What is the secret to dressing up like a 2003-era? boho girlie?

When PinkPantheress Arriving at the gig, she takes off the Depop disc belt. She takes off the Depop disc belt from her waist and throws it to the ground, like a gladiator fighting for his life. I’m not sure what PinkPantheress song requires that level of stagecraft but there is evidence of it happening here. With an airy, loosely slung across your hips Eat, Pray, Love, The disc belt was an ode to a time when women felt the need to dress up as if they were opening a vintage shop on Portabello Road. It was all about shapeless peasant skirts and off-putting sandals and smoking roll ups. 

The disc belt reached its peak between 2003 and 2005, primarily because of Kate Moss, Sienna Miller, and the newfound eroticism of suede waistcoats and “hobo” bags. It didn’t cinch a silhouette so much as it flattened one, but it was knowingly sexy in a low-maintenance way. It failed to fulfill a functional purpose.Much like the thin scarves of the Frazzled English Woman. It was an ineffective scaffolding device for low-rise denim. When worn by a certain kind of person (posh, but keen to hide their privilege) the boho belt sent up a distress signal among west Londoners with the phrase “I’m just gonna pop down to Bikram yoga with my boyfriend who is in a band and wears neckerchiefs” telegraphed in skywriting. 

Bikram’s look, although distinctly white-washed, is due to spiritual practices of South Asia. In a time when Vogue When I first wrote about Goa’s wellness retreats, these were the people who adorned their interiors with Buddha statues and Navajo-print Ottomans. They were the protoBali gap year elephant tattoo beach swizzles on Instagram type of wanderlusters. But this all surfaced long before the words “cultural appropriation” entered the mainstream, and when brought together in an aesthetic “boho” hodgepodge, the disc belt gestured to a “mood” – pseudo-spiritual, pseudo-folkish – rather than being a historically accurate portrayal of a certain demographic of people. 

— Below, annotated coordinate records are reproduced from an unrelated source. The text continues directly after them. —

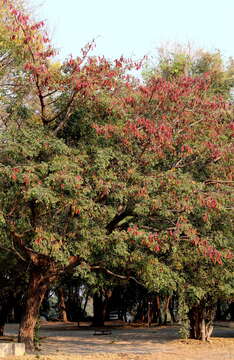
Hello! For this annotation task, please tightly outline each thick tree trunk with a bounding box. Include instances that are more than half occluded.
[58,287,68,322]
[0,295,14,336]
[188,305,215,341]
[93,293,105,326]
[93,290,112,326]
[18,270,48,352]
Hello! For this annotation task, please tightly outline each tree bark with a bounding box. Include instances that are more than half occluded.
[188,305,216,341]
[93,289,112,326]
[58,287,68,322]
[0,294,14,336]
[18,269,48,352]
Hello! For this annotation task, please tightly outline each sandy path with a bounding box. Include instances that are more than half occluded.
[3,323,234,360]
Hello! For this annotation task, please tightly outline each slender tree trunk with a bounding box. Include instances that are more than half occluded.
[188,305,216,341]
[93,293,105,326]
[18,270,48,352]
[58,287,68,322]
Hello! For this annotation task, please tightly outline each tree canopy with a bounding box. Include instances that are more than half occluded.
[0,0,233,347]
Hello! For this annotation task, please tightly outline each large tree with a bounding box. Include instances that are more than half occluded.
[0,1,233,349]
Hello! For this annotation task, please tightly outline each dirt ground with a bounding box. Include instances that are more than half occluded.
[0,322,234,360]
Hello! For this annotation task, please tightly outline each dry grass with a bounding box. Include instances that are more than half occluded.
[6,338,234,360]
[5,324,234,360]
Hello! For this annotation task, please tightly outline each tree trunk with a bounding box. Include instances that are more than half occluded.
[18,270,48,352]
[58,287,68,322]
[93,293,105,326]
[0,295,14,336]
[188,305,216,341]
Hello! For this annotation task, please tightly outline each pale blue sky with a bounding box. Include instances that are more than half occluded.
[32,0,234,58]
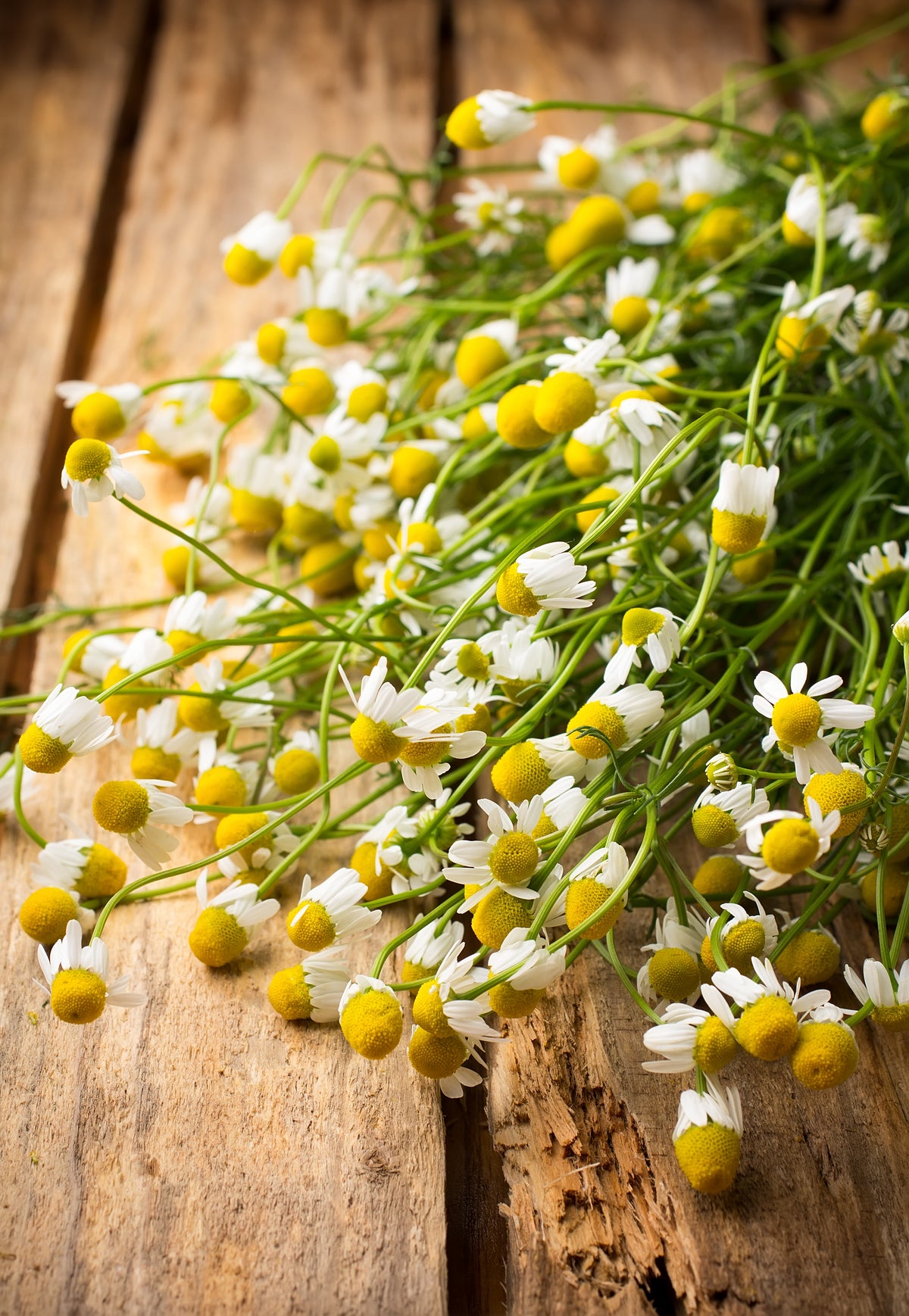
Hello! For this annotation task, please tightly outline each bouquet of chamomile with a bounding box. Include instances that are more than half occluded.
[7,61,909,1193]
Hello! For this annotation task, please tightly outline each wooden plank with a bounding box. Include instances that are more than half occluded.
[0,0,148,665]
[0,0,445,1316]
[456,0,909,1316]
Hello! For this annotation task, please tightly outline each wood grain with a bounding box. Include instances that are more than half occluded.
[0,0,447,1316]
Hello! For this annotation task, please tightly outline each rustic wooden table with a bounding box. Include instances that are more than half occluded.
[0,0,909,1316]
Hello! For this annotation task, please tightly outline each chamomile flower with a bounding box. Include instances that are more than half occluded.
[452,178,524,257]
[445,91,536,150]
[287,868,382,952]
[18,685,117,772]
[269,946,351,1024]
[710,460,780,554]
[752,662,875,786]
[189,868,280,968]
[640,986,739,1075]
[604,255,660,338]
[38,918,146,1024]
[442,795,543,909]
[220,210,294,285]
[692,784,770,850]
[92,779,192,868]
[672,1077,745,1195]
[843,959,909,1033]
[538,123,617,191]
[341,658,423,763]
[495,542,597,617]
[61,438,145,516]
[604,608,681,690]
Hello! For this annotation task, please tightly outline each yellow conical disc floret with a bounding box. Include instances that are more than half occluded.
[407,1028,467,1081]
[50,968,107,1024]
[341,987,405,1061]
[269,965,312,1018]
[790,768,868,838]
[189,906,249,968]
[565,878,622,941]
[18,887,79,946]
[645,947,701,1002]
[674,1120,740,1193]
[492,741,552,804]
[465,888,533,950]
[532,370,597,437]
[735,996,798,1061]
[495,384,548,449]
[789,1020,859,1091]
[568,700,629,758]
[773,928,839,987]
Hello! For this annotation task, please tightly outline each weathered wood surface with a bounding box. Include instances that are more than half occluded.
[0,0,447,1316]
[0,0,909,1316]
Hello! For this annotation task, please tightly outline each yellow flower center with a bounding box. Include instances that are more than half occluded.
[407,1028,467,1079]
[735,996,798,1061]
[91,781,152,836]
[674,1120,740,1195]
[63,437,111,480]
[692,1015,738,1074]
[287,900,337,954]
[269,965,312,1018]
[487,831,540,886]
[565,878,622,941]
[710,507,767,554]
[789,1020,859,1091]
[568,700,629,758]
[18,887,79,946]
[351,713,405,763]
[341,987,405,1061]
[18,722,73,772]
[611,296,651,337]
[50,968,107,1024]
[189,906,249,968]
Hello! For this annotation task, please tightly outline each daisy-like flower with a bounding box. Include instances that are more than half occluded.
[638,897,706,1004]
[692,784,770,850]
[836,307,909,382]
[677,148,742,214]
[847,540,909,590]
[710,460,780,554]
[445,91,536,151]
[341,658,424,763]
[18,685,117,772]
[604,608,681,690]
[843,959,909,1033]
[442,795,543,909]
[839,214,891,274]
[452,178,524,255]
[495,542,597,617]
[189,868,280,968]
[672,1077,745,1195]
[642,986,738,1074]
[91,781,192,868]
[701,891,779,979]
[38,918,146,1024]
[220,210,294,285]
[740,794,842,891]
[752,662,875,786]
[287,868,382,952]
[61,438,145,516]
[269,946,351,1024]
[782,173,855,246]
[604,255,660,338]
[776,282,855,367]
[538,123,617,191]
[55,379,142,441]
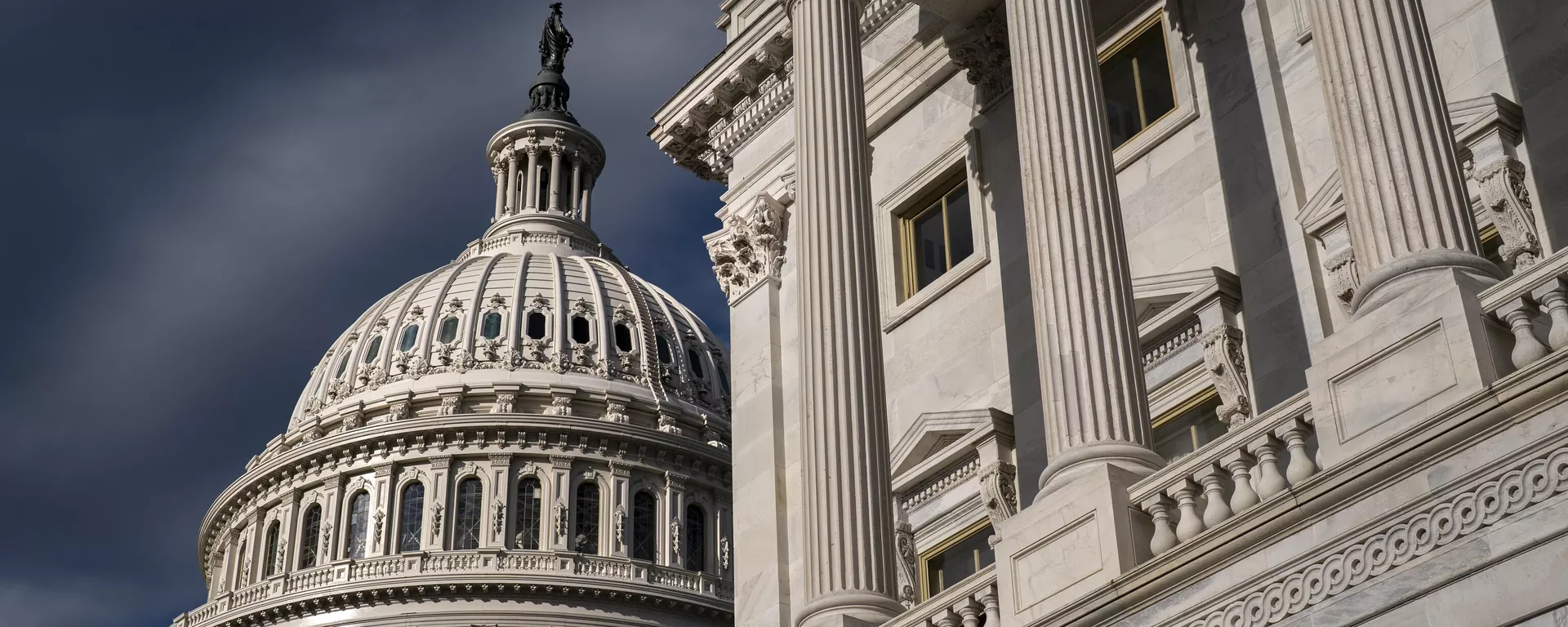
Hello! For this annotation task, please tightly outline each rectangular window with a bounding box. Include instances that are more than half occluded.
[1152,392,1226,464]
[900,179,975,298]
[920,522,996,600]
[1099,17,1176,147]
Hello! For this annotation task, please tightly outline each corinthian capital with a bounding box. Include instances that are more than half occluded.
[707,194,789,303]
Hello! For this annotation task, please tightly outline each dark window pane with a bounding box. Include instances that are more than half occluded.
[687,348,706,380]
[615,323,632,353]
[452,477,484,550]
[680,505,707,571]
[925,525,996,598]
[480,312,500,340]
[262,520,278,577]
[300,505,322,569]
[947,185,975,269]
[910,206,947,288]
[346,492,370,559]
[654,336,671,363]
[365,336,381,363]
[397,482,425,552]
[527,312,544,340]
[518,477,539,550]
[632,492,658,561]
[572,481,599,554]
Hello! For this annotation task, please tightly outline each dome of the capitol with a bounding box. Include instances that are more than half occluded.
[174,5,734,627]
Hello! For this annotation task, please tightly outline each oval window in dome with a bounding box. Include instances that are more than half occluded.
[654,336,670,365]
[687,348,706,380]
[527,312,544,340]
[480,312,500,340]
[397,324,419,353]
[332,346,354,378]
[615,323,632,353]
[365,336,381,363]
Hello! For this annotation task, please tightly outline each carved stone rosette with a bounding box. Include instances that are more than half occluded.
[980,460,1018,528]
[947,8,1013,105]
[1469,157,1541,268]
[1203,324,1253,429]
[707,194,787,301]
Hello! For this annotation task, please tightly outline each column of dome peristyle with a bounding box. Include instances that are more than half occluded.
[791,0,903,627]
[481,118,605,254]
[1007,0,1165,492]
[1311,0,1500,315]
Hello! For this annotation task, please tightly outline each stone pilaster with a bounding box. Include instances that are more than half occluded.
[1311,0,1500,315]
[1007,0,1164,489]
[791,0,903,625]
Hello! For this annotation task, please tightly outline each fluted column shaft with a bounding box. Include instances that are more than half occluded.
[792,0,903,625]
[1007,0,1162,489]
[1311,0,1490,307]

Fashion is a marketing strategy that sells the idea of something rather than the actual thing. This causes the origins of garments to become blurred. See Marine Serre’s AW23 collection, where she accessorised looks with belts strung together from plates. According to one source, the disc belt is a descendant the concho belt that was worn by the Navajos. The belts became more extravagant and were popularized by Jim Morrison, who was a member of the Doors. Ralph Lauren, Chloé, Ferragamo, Sacai?, and Louis Vuitton They were transformed into fashionable accessories. Shakira was conscious that her fame came from belly-dancing in an appearance that was stolen from an oppressed people 200 years before. It’s unlikely. 

It is a similar kind of time-flattening effect that’s happening to the Y2K aesthetic, which isn’t necessarily tethered to all the technological panic at the turn of the millennium – which is what the acronym stands for – but any and all of the looks that appeared in the early 2000s. This timewarp is compounded by the fact that most of the outfits being rediscovered are taken from music videos and red carpets. Fatigued with rhinestoned McBling costumes, there is a cultural appetite for what “regular” people were actually wearing during the aughts, hence all those people on TikTok They are looking for boho belts made from Salamon trainers and crocheted balclavas. It means the normie – and all her concho belts and rustic skirts – is becoming a belated protagonist in the permafrosted 00s revival.